タイの主要電力会社CKPower(CKP)は、2025年度の業績に対する配当として、総額7億1500万バーツ(約35億7500万円)の支払いを承認しました。この決定は2026年4月23日に開催された年次株主総会で承認され、5月22日に株主へ支払われる予定であるとKhaosodが報じています。
CKPower、株主への大規模配当を承認
CKPowerは、2025年度の堅調な業績を受けて、1株あたり0.088バーツの配当を決定しました。これにより、合計で7億1500万バーツ(約35億7500万円)が株主に還元されることになります。配当の権利確定日は2026年5月8日、支払日は2026年5月22日と発表されました。
同社は、地域で最大級の再生可能エネルギー発電事業者であり、カーボンフットプリントが最も低い企業の一つとして知られています。今回の配当承認は、同社の財務健全性と持続的な成長戦略が評価された結果と言えるでしょう。
再生可能エネルギー分野のリーダーとしてのCKPower
CKPowerは、タイにおける再生可能エネルギー分野のパイオニア的存在です。タイ政府は、気候変動対策として再生可能エネルギー導入に力を入れており、固定価格買取制度や税制優遇などの政策を通じて、企業のグリーン投資を積極的に支援しています。このような背景のもと、CKPowerは水力発電や太陽光発電など、様々な再生可能エネルギー源の開発を推進し、タイの電力供給の安定化と脱炭素化に大きく貢献してきました。
特に、ASEAN地域全体が温室効果ガス削減目標を掲げる中、CKPowerのような低炭素フットプリントを持つ企業の役割はますます重要になっています。タイは2065年までのネットゼロ排出目標を掲げており、その達成には民間企業の積極的な取り組みが不可欠です。
2050年ネットゼロ目標へ向けたCKPowerの戦略
CKPowerは、今回の配当決定にとどまらず、2050年までの温室効果ガス排出量ネットゼロという野心的な目標を掲げ、その達成に向けて具体的な戦略を進めています。バリューチェーン全体での再生可能エネルギー開発を推進するほか、タイのエネルギー安全保障を強化するための取り組みにも注力しています。
さらに、人材、技術、リスク管理、イノベーションの継続的な向上を通じて、組織全体の能力を強化しています。これらの取り組みは、タイが目指す持続可能な社会の実現と、国際的な脱炭素化の流れに沿ったものであり、同社の長期的な企業価値向上にも繋がるものと期待されています。

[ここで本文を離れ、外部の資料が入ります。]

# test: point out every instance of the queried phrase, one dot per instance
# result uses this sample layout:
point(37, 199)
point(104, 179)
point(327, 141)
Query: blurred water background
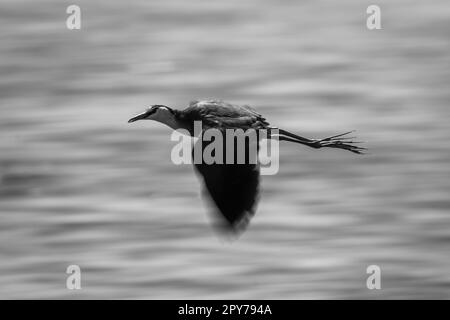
point(78, 185)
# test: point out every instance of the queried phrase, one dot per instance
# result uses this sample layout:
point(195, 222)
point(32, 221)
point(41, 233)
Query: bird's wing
point(233, 189)
point(220, 114)
point(220, 108)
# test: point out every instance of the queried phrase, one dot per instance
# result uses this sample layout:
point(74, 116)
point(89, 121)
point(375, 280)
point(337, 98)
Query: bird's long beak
point(140, 116)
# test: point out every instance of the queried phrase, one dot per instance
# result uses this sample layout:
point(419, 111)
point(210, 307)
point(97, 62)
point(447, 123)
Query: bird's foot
point(340, 142)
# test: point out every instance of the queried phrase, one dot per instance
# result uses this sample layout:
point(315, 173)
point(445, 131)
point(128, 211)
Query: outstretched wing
point(233, 189)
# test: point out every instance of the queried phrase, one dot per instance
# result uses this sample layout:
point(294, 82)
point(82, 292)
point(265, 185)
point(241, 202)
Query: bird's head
point(156, 112)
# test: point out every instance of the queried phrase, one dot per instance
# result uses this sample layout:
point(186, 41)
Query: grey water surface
point(78, 185)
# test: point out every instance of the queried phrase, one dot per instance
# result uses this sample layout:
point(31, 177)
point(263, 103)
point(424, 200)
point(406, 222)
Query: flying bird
point(234, 188)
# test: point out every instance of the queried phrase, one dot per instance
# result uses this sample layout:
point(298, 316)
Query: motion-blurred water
point(78, 185)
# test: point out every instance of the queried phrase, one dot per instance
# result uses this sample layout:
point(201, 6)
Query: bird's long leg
point(336, 141)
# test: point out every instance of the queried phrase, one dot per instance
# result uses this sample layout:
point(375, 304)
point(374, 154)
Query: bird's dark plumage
point(233, 188)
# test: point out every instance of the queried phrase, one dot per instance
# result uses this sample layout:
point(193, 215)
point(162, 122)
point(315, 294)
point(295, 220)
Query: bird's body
point(233, 187)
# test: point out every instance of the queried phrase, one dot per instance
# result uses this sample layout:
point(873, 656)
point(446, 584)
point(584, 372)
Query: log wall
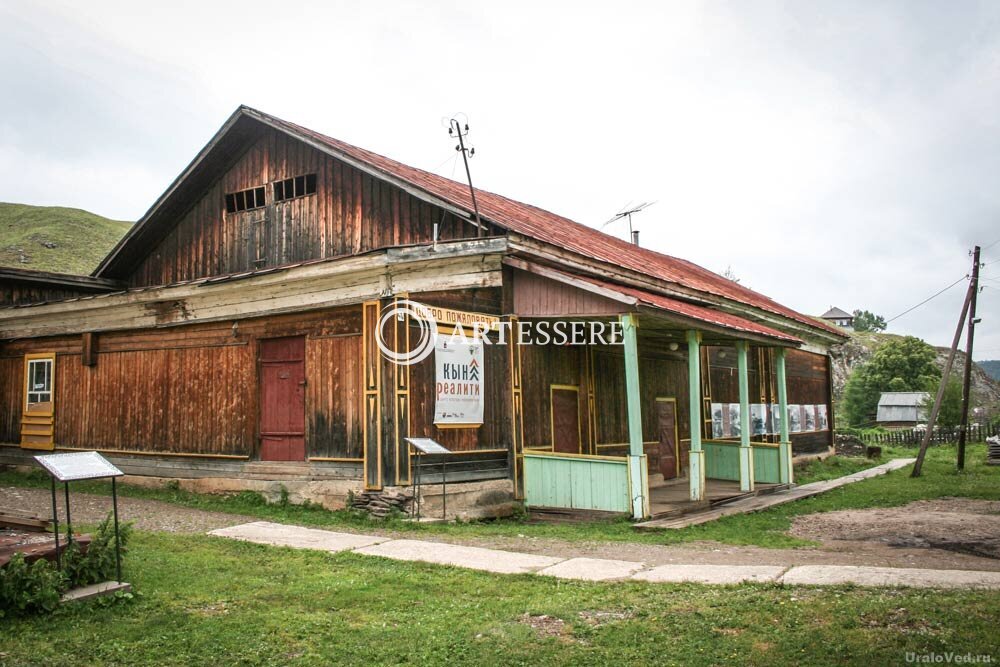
point(350, 213)
point(192, 389)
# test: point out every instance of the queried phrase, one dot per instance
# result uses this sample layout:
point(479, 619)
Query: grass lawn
point(767, 528)
point(210, 601)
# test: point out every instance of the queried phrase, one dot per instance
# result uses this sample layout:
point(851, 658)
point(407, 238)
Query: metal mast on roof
point(627, 212)
point(461, 130)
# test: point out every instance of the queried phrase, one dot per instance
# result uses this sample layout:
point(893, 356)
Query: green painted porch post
point(639, 479)
point(746, 451)
point(696, 458)
point(785, 446)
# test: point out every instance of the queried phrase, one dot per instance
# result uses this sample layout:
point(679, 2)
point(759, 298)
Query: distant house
point(837, 316)
point(901, 409)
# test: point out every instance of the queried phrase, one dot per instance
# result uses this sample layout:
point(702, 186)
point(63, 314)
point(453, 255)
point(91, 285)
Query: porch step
point(564, 515)
point(688, 508)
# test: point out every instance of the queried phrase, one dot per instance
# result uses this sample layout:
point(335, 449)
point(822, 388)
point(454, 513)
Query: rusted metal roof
point(548, 227)
point(519, 218)
point(695, 312)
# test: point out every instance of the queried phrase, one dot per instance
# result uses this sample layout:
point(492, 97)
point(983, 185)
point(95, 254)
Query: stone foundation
point(382, 503)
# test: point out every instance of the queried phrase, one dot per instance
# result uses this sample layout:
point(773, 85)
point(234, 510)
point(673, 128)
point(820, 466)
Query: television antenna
point(627, 212)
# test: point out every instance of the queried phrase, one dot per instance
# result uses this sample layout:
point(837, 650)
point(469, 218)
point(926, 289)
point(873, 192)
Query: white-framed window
point(38, 375)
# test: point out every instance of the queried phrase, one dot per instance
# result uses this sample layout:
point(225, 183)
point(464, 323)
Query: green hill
point(52, 238)
point(992, 368)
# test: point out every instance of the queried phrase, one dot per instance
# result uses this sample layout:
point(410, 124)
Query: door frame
point(677, 436)
point(552, 415)
point(258, 345)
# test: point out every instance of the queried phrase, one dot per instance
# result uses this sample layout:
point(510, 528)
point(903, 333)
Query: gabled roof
point(836, 314)
point(514, 216)
point(51, 279)
point(903, 398)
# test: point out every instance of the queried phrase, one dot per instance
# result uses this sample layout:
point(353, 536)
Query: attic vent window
point(245, 200)
point(290, 188)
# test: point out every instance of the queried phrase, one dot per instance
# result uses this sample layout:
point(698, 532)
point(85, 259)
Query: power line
point(933, 296)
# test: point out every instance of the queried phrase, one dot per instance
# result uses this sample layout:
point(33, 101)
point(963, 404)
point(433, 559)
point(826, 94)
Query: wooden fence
point(975, 433)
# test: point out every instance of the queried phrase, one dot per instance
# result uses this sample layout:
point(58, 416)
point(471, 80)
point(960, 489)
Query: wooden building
point(232, 335)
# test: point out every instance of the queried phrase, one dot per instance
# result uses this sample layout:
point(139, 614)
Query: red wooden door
point(666, 417)
point(282, 399)
point(566, 421)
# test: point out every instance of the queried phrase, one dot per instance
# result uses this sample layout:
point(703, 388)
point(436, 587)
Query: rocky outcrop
point(859, 349)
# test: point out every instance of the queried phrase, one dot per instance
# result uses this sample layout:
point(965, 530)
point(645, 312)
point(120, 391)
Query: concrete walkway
point(596, 569)
point(757, 503)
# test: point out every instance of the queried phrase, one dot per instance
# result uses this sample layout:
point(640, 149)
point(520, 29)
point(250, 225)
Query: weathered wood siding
point(536, 296)
point(660, 376)
point(807, 383)
point(351, 212)
point(193, 389)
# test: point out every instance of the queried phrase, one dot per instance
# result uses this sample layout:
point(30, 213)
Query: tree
point(868, 321)
point(950, 413)
point(905, 364)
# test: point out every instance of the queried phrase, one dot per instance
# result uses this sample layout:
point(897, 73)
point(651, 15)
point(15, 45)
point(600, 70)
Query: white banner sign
point(458, 366)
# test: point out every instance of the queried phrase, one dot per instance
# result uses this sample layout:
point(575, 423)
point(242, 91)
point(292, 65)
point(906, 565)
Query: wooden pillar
point(401, 414)
point(746, 451)
point(696, 462)
point(516, 409)
point(638, 475)
point(372, 370)
point(785, 450)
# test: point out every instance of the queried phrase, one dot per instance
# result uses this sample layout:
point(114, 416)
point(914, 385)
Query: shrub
point(98, 563)
point(27, 589)
point(34, 588)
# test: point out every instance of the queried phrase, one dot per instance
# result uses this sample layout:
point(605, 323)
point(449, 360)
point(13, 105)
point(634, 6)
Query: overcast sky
point(831, 153)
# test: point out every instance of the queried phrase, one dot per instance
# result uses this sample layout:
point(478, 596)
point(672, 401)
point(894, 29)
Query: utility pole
point(944, 383)
point(455, 128)
point(966, 385)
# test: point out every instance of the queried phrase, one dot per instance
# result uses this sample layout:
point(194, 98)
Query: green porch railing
point(722, 461)
point(577, 481)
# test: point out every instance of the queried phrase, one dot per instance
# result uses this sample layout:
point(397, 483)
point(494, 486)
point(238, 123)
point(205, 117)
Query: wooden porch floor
point(670, 498)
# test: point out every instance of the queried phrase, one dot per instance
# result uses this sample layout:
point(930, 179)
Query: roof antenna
point(461, 131)
point(627, 212)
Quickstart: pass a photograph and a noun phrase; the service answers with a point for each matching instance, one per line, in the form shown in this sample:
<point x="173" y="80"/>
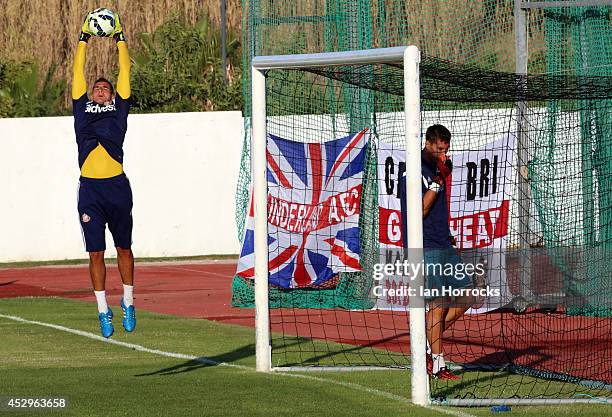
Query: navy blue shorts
<point x="445" y="269"/>
<point x="101" y="202"/>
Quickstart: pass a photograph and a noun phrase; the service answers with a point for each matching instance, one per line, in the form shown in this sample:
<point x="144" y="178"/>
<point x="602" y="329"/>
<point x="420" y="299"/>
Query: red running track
<point x="203" y="290"/>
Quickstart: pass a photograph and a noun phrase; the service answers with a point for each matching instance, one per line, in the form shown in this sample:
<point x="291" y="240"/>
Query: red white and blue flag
<point x="314" y="197"/>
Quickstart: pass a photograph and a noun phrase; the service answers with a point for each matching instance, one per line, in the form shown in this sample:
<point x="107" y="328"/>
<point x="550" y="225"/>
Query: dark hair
<point x="102" y="79"/>
<point x="438" y="132"/>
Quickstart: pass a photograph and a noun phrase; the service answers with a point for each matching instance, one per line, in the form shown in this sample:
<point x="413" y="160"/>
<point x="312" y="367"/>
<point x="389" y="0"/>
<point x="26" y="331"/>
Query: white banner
<point x="478" y="200"/>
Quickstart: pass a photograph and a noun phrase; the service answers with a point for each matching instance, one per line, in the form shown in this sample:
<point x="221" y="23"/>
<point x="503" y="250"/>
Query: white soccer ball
<point x="101" y="22"/>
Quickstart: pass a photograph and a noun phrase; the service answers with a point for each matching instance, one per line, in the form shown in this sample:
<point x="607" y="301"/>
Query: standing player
<point x="438" y="252"/>
<point x="105" y="195"/>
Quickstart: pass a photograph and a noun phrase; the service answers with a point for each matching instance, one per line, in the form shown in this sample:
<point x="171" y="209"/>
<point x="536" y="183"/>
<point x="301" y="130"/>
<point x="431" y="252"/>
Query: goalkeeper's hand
<point x="117" y="32"/>
<point x="85" y="32"/>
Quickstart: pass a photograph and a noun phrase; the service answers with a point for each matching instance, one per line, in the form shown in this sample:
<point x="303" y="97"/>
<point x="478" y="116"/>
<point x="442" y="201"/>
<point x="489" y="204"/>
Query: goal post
<point x="408" y="56"/>
<point x="337" y="190"/>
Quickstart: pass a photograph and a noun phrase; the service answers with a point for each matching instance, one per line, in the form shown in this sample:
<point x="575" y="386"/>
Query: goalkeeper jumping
<point x="105" y="196"/>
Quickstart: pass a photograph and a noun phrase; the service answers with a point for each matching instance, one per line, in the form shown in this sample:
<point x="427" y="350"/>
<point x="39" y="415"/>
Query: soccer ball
<point x="101" y="22"/>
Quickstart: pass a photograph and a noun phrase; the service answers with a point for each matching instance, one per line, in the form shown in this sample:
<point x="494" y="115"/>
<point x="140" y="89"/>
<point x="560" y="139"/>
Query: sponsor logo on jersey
<point x="92" y="107"/>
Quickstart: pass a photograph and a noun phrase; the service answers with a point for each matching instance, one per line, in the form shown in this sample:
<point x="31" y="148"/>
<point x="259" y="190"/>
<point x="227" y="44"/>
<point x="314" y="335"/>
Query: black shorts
<point x="103" y="201"/>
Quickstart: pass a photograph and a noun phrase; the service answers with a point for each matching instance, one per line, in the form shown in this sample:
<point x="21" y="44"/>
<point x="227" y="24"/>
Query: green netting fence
<point x="562" y="41"/>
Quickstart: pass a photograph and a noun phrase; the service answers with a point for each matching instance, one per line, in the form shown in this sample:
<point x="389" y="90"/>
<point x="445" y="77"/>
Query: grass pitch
<point x="102" y="379"/>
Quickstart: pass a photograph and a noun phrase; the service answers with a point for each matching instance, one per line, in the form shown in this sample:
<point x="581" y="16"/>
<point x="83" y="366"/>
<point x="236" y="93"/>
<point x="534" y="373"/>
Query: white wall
<point x="183" y="171"/>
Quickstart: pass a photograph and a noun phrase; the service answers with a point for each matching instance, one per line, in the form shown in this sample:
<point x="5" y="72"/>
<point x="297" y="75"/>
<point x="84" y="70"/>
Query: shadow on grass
<point x="206" y="361"/>
<point x="485" y="378"/>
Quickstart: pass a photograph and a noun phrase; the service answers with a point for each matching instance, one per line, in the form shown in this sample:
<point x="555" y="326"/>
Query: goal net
<point x="530" y="199"/>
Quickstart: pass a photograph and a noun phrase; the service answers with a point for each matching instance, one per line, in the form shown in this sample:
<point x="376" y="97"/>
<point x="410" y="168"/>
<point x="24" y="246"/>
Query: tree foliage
<point x="24" y="93"/>
<point x="178" y="69"/>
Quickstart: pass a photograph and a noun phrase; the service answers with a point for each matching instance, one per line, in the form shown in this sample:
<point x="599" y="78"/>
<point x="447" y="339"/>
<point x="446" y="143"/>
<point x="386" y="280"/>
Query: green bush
<point x="178" y="69"/>
<point x="24" y="94"/>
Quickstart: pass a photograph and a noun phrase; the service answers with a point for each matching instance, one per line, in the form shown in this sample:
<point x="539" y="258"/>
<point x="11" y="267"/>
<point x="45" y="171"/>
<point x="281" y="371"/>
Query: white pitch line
<point x="208" y="361"/>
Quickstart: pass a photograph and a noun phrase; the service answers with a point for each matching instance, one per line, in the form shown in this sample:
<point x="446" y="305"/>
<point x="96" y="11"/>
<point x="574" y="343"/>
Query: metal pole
<point x="414" y="222"/>
<point x="263" y="359"/>
<point x="524" y="192"/>
<point x="223" y="40"/>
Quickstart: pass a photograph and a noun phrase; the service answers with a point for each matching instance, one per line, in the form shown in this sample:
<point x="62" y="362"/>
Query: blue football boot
<point x="129" y="317"/>
<point x="106" y="323"/>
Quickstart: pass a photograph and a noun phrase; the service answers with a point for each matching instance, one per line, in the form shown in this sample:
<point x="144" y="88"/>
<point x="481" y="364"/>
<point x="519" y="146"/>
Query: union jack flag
<point x="314" y="197"/>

CKPowerの大規模な配当承認は、同社の堅調な業績を示すだけでなく、タイのエネルギー政策と深く連動した構造を浮き彫りにしています。タイ政府は、2065年までのネットゼロ目標達成に向け、再生可能エネルギー導入を国家戦略の柱としており、固定価格買取制度や税制優遇を通じて民間企業の投資を強力に後押ししています。CKPowerは、このような政策的支援を最大限に活用し、水力発電や太陽光発電といったクリーンエネルギー源への投資を加速させることで、持続的な成長と株主還元を実現していると言えるでしょう。
この動きは、タイ経済における脱炭素化の潮流を象徴しており、在タイ日系企業にとっても重要な意味を持ちます。電力供給のグリーン化が進むことで、サプライチェーン全体のカーボンフットプリント削減が求められる国際的な圧力に対応しやすくなる一方、エネルギーコストの変動や新規再生可能エネルギープロジェクトへの参画機会など、事業環境への影響も考慮する必要があります。投資家にとっては、ESG(環境・社会・ガバナンス)投資の観点から、CKPowerのような環境貢献と経済的利益を両立する企業の成長性が今後も注目されるでしょう。